4.3. Results of contour-based evaluation

Figure 7(a) shows the DVHs of the doses delivered in the first three fractions and measured in Ci, i = 1, 2, 3. Since C1 is more closely aligned to C0 than C2 and C3, the DVHs in figure 7(a) show that fraction one has a better dose coverage over Ci than any other fraction. In figure 7(b), the delivered doses are warped back to the planning image and measured in C0. Note that the warping resultant dose is not expected to be equal to the planned dose. Instead, a high-fidelity warping should keep a similar DVH distribution between the delivered dose and the warped dose. In figures 7(a) and (b), it can be observed that the DVH of fraction one has a large variation before and after the dose warping, which means that the dose of fraction one is poorly warped.

Figure 7.

Figure 7

(a) Dose calculated with Image i, i = 1, 2, 3, is measured in its corresponding Ci; (b) dose calculated on image i is warped back to the planning image and measured in C0.

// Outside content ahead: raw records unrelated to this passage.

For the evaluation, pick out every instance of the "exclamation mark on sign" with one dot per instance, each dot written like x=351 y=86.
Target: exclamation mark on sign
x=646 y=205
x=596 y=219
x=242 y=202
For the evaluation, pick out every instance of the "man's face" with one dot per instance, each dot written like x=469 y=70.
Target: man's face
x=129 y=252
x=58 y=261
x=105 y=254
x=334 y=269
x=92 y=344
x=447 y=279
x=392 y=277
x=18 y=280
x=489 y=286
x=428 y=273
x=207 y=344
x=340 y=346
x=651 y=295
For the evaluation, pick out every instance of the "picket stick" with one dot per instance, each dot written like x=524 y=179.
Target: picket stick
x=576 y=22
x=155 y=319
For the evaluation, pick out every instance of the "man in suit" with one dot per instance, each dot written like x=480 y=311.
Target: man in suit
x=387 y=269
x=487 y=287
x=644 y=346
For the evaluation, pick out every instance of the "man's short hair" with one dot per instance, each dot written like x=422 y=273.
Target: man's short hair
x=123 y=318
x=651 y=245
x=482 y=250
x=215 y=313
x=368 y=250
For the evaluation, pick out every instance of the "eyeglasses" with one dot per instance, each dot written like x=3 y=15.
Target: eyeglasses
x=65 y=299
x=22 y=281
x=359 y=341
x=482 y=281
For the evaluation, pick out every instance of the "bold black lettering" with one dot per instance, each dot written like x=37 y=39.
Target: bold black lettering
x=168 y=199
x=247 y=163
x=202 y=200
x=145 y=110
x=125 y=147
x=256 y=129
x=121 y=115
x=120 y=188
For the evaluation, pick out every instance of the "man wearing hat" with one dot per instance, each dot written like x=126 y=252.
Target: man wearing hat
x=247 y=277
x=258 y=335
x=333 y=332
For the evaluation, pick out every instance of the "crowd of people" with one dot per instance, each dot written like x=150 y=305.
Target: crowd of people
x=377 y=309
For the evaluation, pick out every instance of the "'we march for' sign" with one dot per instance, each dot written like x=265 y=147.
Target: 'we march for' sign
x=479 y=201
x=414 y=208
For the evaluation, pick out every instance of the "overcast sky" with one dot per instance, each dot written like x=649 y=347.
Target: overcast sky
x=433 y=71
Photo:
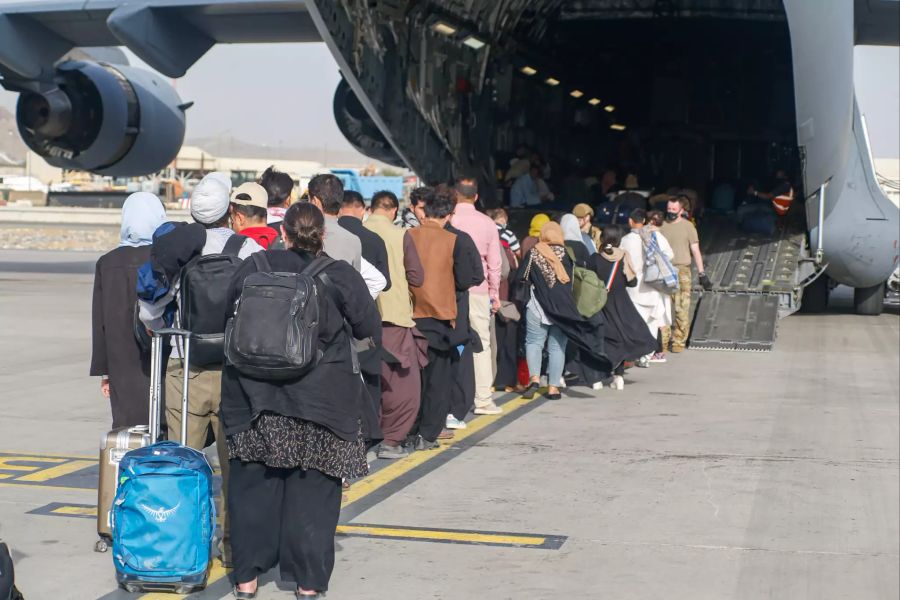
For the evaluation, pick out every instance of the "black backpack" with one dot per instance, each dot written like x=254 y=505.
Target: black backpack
x=8 y=589
x=204 y=307
x=274 y=333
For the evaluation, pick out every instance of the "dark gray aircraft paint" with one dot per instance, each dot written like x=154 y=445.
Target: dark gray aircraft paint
x=697 y=91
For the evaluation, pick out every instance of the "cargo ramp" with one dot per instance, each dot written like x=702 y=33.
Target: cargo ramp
x=756 y=281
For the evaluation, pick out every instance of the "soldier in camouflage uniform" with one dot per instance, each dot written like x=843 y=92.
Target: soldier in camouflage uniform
x=682 y=236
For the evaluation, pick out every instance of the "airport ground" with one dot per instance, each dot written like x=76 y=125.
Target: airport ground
x=713 y=476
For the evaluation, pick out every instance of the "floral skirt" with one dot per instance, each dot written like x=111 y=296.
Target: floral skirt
x=287 y=443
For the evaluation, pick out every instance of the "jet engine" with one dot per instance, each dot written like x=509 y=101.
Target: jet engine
x=359 y=128
x=110 y=119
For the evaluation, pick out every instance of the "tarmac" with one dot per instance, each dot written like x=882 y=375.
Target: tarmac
x=714 y=476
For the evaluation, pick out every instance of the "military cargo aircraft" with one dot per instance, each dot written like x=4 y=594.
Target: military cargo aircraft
x=701 y=90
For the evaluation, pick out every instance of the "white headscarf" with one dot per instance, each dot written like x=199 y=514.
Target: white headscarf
x=571 y=230
x=211 y=198
x=142 y=214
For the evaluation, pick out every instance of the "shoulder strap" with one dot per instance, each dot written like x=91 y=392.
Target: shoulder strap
x=317 y=265
x=261 y=261
x=234 y=244
x=612 y=274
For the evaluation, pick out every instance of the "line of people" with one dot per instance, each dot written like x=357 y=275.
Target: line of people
x=423 y=315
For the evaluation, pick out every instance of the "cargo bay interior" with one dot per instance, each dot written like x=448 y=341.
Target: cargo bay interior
x=680 y=101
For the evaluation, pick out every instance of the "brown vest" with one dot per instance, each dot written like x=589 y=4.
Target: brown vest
x=437 y=296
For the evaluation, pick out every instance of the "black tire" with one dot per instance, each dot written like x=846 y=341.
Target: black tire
x=815 y=296
x=869 y=301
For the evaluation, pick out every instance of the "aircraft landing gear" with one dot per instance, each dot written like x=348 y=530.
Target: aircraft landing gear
x=815 y=295
x=870 y=300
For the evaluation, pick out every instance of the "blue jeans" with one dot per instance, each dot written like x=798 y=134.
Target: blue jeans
x=536 y=334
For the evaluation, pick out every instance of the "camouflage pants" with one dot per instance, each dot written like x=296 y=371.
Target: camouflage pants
x=681 y=312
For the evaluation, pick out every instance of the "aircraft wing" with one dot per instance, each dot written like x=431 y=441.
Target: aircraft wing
x=169 y=35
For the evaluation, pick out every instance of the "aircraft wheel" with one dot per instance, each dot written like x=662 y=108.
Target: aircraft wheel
x=815 y=296
x=869 y=301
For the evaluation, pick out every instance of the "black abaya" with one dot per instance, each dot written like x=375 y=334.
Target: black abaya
x=116 y=353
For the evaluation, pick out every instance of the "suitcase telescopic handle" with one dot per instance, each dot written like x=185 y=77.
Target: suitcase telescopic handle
x=156 y=380
x=169 y=331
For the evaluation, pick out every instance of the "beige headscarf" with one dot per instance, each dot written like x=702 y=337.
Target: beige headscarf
x=547 y=254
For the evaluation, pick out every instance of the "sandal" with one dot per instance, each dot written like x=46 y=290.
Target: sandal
x=244 y=595
x=531 y=390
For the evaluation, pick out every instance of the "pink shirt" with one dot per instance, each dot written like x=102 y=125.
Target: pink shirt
x=483 y=232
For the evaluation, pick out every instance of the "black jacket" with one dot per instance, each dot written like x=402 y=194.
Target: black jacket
x=558 y=303
x=373 y=248
x=468 y=272
x=331 y=395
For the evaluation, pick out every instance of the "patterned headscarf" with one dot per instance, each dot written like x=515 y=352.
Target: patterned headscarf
x=548 y=253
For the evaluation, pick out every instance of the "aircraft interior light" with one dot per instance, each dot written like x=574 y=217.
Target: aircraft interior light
x=443 y=28
x=474 y=43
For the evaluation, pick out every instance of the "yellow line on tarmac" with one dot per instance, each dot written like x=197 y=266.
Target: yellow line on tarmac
x=13 y=453
x=58 y=471
x=451 y=536
x=39 y=486
x=90 y=511
x=400 y=467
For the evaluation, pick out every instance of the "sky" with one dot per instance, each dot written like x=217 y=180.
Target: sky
x=281 y=94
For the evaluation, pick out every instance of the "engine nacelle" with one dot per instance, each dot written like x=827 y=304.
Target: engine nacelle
x=110 y=119
x=359 y=128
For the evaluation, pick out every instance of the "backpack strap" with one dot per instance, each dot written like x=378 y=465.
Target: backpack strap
x=261 y=261
x=315 y=269
x=612 y=274
x=234 y=244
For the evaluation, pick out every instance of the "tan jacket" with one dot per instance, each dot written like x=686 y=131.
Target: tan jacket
x=395 y=305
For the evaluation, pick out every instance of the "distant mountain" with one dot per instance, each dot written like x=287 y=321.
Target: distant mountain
x=10 y=143
x=235 y=148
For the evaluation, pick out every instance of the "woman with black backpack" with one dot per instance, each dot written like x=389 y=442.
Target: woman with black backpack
x=292 y=440
x=626 y=335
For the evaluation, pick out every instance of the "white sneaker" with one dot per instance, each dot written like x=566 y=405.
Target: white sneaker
x=454 y=423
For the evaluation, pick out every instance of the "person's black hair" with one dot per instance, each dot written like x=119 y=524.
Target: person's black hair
x=611 y=237
x=466 y=186
x=495 y=213
x=385 y=200
x=278 y=186
x=353 y=198
x=420 y=194
x=304 y=227
x=638 y=215
x=441 y=204
x=329 y=190
x=251 y=212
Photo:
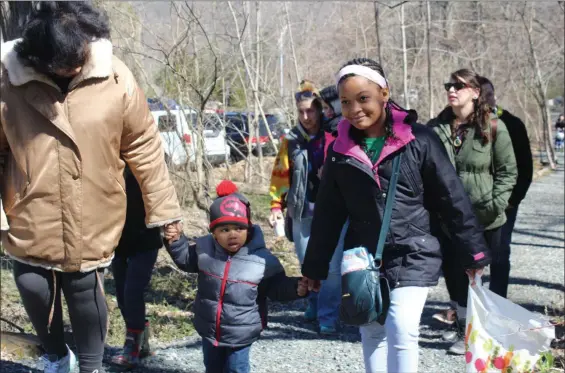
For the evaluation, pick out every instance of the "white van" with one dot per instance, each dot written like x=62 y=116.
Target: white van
x=177 y=129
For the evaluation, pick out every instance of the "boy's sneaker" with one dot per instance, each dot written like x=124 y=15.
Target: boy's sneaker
x=446 y=316
x=311 y=314
x=328 y=330
x=458 y=348
x=65 y=364
x=129 y=358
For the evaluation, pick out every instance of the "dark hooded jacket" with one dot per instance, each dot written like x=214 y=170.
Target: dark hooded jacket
x=353 y=188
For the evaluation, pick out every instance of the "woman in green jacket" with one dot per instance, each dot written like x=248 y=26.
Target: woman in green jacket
x=480 y=149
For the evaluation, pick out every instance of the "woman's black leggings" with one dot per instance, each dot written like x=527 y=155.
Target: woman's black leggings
x=456 y=280
x=40 y=290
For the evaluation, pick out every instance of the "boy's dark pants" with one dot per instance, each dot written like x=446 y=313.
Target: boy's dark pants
x=225 y=359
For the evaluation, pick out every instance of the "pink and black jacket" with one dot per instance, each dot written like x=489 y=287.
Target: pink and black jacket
x=230 y=308
x=352 y=187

Although a treatment plan, such as the hypothetical plan used for this study, is usually delivered over 28 fractions, we only have nine acquired CT images in this study. For each image, the mean of the delivered doses measured in Ci and the mean of the warped doses measured in C0 are compared in figure 8(a). Their corresponding standard deviations are shown in figure 8(b). The largest discrepancy between the two criteria occurs at images 1 and 8. While the mean dose of image 3 has the largest deviation from the planned dose, its warping operation has a high fidelity.

Figure 8.

Figure 8

The doses (cGy) calculated from the nine treatment images are measured in Ci, and their warped doses are measured in C0. Their means are illustrated in (a), and their standard deviations are shown in (b).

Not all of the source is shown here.